Tendo toda essa inesperada e até impactante temática a trabalhar, Almodóvar acerta já nos primeiros momentos do filme ao reverter a noção de moralidade e ao discutir abertamente a morte como um fato – e o mínimo controle sobre ela, como uma possibilidade.
É interessante que a escolha de Martha para com Ingrid soa até meio que irônica de começo, visto que autora acabou de lançar um livro cujo assunto é a dificuldade de lidar com a morte, mesmo assim, ela não consegue virar as costas para Martha e precisa encarar o medo no fundo dos olhos da amiga doente.

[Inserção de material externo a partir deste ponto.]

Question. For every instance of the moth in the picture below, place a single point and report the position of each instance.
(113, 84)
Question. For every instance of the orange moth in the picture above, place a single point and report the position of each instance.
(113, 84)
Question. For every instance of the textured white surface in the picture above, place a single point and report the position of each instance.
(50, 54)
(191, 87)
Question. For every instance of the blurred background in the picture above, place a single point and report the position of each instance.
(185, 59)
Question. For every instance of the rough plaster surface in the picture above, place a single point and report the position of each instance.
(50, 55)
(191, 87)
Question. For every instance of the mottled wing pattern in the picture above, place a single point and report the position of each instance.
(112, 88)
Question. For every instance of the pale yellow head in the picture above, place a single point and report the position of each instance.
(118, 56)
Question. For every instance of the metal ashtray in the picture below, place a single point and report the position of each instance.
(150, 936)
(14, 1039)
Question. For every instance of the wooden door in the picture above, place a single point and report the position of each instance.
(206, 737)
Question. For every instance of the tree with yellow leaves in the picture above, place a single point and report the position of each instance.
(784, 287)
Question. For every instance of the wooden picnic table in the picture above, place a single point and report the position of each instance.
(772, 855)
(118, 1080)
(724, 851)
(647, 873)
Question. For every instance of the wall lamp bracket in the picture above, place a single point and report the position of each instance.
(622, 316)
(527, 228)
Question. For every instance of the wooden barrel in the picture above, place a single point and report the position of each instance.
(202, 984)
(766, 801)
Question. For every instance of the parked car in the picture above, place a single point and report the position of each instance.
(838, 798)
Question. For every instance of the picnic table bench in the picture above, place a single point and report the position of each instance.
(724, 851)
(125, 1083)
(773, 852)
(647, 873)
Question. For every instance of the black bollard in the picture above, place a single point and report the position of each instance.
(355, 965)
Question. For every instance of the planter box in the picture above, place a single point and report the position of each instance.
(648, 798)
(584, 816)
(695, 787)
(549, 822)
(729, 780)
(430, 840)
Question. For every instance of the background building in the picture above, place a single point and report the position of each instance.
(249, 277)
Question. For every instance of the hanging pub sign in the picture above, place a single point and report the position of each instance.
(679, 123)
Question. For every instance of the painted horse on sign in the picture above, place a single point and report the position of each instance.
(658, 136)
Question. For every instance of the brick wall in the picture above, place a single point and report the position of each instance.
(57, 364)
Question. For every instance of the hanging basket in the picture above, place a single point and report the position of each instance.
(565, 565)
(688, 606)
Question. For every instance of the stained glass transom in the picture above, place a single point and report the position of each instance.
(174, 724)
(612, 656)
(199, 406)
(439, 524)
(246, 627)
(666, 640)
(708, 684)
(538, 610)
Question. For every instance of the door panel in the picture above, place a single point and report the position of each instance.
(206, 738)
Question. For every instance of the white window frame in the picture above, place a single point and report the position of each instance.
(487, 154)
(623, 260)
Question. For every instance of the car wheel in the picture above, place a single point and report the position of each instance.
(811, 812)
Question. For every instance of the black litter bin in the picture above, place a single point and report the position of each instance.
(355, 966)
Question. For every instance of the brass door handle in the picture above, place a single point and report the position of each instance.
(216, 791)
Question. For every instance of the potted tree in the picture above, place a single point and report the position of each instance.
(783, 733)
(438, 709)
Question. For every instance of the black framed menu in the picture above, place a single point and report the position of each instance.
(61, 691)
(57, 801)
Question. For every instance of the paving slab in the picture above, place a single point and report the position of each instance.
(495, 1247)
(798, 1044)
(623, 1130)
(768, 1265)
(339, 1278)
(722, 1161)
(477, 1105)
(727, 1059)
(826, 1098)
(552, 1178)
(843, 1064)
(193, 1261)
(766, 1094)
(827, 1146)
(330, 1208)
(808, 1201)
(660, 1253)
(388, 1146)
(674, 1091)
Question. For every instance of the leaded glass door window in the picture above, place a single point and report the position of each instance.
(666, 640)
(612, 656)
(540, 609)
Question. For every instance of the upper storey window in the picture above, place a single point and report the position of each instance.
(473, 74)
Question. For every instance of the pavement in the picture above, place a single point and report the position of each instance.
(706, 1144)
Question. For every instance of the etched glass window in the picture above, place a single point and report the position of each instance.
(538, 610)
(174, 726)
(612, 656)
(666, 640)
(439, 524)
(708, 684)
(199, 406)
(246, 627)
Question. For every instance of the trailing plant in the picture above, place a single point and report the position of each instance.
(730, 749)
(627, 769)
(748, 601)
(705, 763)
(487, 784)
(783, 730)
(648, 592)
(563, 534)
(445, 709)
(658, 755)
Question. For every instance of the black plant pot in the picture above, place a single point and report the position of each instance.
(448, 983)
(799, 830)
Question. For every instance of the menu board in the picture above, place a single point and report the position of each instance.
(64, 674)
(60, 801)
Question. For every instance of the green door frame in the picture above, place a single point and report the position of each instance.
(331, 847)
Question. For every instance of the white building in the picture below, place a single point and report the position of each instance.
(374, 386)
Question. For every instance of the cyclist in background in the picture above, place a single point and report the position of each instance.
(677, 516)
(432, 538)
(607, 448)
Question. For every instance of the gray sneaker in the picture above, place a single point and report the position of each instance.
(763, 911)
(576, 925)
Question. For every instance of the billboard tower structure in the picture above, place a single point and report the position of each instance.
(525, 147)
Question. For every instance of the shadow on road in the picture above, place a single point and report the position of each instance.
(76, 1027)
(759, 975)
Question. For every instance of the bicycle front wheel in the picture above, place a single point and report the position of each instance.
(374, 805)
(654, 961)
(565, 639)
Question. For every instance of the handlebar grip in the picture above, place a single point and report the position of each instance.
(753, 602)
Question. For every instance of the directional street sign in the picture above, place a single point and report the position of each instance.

A força do filme reside em seu diálogo honesto e profundo. A conversa entre as duas protagonistas é, em sua essência, um verdadeiro ensaio sobre a vida e a morte. Almodóvar, ao adaptar o romance “What Are You Going Through”, de Sigrid Nunez, tece uma tapeçaria de memórias, arrependimentos e redescobertas, levando o espectador a refletir sobre a fragilidade da existência e a complexidade das relações humanas. O roteiro é conduzido dentro de uma estrutura que parece obvia: tudo que pressentimos que vai acontecer, acontece. Os dilemas, os conflitos triviais tudo é bem colocado e caminha de forma bem simples mas ainda sim com ótimas reflexões. O que poderia ser um drama pesado, ganha contornos cômicos e até sarcásticos nas mãos de Almodóvar
Tudo isso ajuda a abordar o conceito de eutanásia, em um processo praticamente didático. Tal como a vida, em sua rotina, escolhas, encontros e separações, a morte também é colocada em seu devido lugar: algo que acontece e é a única certeza da vida.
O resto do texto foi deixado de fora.